Programming AI to match a user’s specific style can also become too narrow and prescriptive, limiting discovery beyond one’s usual preferences. “If you don’t have a thousand dollars to spend on a bag, we won’t show you the thousand-dollar bag,” says Yamner. Yet many fashion enthusiasts have been inspired by iconic designs like Nicolas Ghesquière’s early-2000s Balenciaga City bag or Phoebe Philo’s Celine, even if they couldn’t afford them at the time. That inspiration still matters. While Daydream filters by price for purchase intent, it can use Philo’s aesthetic as a signal to surface pieces with a similar vibe at more accessible prices—a form of democratization important to the platform.
Similarly, focusing only on fashion brands and trends is limiting, since personal style is often shaped by other cultural areas. For example, WGSN’s trend predictions improved once they started tracking industries like food and sports. “People don’t just wear clothes. They also eat food, live in a house, use cosmetics, and engage with other areas like consumer tech or sports,” says Muston. Focusing solely on the product means missing much of what drives a trend.
Some founders believe AI can be developed to identify “good taste” as defined by human input. McCune of Cosmos thinks AI can learn taste with the right programming. His goal for Cosmos is to be an “anti-slop platform.” “AI can support creatives in areas like search and recommendation,” he says. Cosmos’s machine learning team built an “aesthetic prediction model” that determines what users see. It was trained on images saved by the first 10,000 beta users—including designers, creative directors, and architects—along with “really bad” datasets used as negative samples. Now, every uploaded image is scored against the aesthetic standard set by these samples.

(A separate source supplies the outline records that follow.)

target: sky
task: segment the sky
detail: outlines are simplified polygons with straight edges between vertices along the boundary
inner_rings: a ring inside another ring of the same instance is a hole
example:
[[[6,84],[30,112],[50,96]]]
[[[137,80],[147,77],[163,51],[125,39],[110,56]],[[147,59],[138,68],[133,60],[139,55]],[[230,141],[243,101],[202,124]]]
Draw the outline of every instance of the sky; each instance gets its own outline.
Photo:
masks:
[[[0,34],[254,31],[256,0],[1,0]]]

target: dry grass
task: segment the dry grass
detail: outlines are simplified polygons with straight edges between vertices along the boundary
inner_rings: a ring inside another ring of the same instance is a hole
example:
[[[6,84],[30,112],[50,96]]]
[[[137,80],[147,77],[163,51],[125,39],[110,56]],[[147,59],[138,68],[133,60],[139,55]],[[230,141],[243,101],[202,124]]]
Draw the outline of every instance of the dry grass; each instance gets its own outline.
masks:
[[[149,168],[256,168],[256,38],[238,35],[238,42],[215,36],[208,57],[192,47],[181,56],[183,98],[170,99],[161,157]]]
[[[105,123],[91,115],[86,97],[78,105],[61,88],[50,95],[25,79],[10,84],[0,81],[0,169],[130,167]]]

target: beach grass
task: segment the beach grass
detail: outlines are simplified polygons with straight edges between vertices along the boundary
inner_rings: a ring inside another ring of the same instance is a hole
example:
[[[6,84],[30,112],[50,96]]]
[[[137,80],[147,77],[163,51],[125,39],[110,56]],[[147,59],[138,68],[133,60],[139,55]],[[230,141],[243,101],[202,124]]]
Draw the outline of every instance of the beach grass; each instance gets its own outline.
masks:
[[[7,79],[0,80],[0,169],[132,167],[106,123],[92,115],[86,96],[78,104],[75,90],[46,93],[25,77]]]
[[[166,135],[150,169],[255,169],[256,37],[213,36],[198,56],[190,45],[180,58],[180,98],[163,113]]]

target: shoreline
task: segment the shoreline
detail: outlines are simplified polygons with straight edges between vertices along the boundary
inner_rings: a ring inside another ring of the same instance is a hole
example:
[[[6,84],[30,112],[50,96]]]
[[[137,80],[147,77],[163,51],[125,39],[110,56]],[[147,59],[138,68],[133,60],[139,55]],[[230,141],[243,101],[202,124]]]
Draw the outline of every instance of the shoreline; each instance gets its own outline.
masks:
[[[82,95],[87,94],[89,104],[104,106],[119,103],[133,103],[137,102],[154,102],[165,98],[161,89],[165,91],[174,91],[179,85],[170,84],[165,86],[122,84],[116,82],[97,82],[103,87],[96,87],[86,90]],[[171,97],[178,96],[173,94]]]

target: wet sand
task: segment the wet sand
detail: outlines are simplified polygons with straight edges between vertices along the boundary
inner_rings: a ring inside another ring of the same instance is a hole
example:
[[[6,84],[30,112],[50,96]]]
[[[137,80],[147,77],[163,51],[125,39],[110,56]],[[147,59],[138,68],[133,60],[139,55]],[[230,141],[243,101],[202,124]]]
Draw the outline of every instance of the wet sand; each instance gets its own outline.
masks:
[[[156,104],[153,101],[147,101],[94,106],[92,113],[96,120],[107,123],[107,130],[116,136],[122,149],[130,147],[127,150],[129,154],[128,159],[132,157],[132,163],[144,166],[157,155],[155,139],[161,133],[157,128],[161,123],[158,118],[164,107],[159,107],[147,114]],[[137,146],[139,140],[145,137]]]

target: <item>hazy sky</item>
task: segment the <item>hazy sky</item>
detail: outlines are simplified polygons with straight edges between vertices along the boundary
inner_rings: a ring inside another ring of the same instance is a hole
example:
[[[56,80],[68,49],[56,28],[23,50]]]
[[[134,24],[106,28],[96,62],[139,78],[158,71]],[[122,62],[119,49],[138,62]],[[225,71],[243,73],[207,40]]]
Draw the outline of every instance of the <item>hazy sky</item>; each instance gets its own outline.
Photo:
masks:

“We set a bottom threshold, and anything below it is deprioritized in search and recommendations,” McCune explains. He emphasizes that it’s not about imposing a single taste but about elevating quality.Visual culture is becoming more uniform, but Cosmos doesn’t just highlight top-tier content. “We’re using it more as a baseline filter to remove the junk and low-quality material,” he explains. Machine learning has played a crucial role in Cosmos’s curation, offering a small-scale response to Zhou’s criticism of fashion’s ‘bad data’—though Cosmos isn’t limited to fashion.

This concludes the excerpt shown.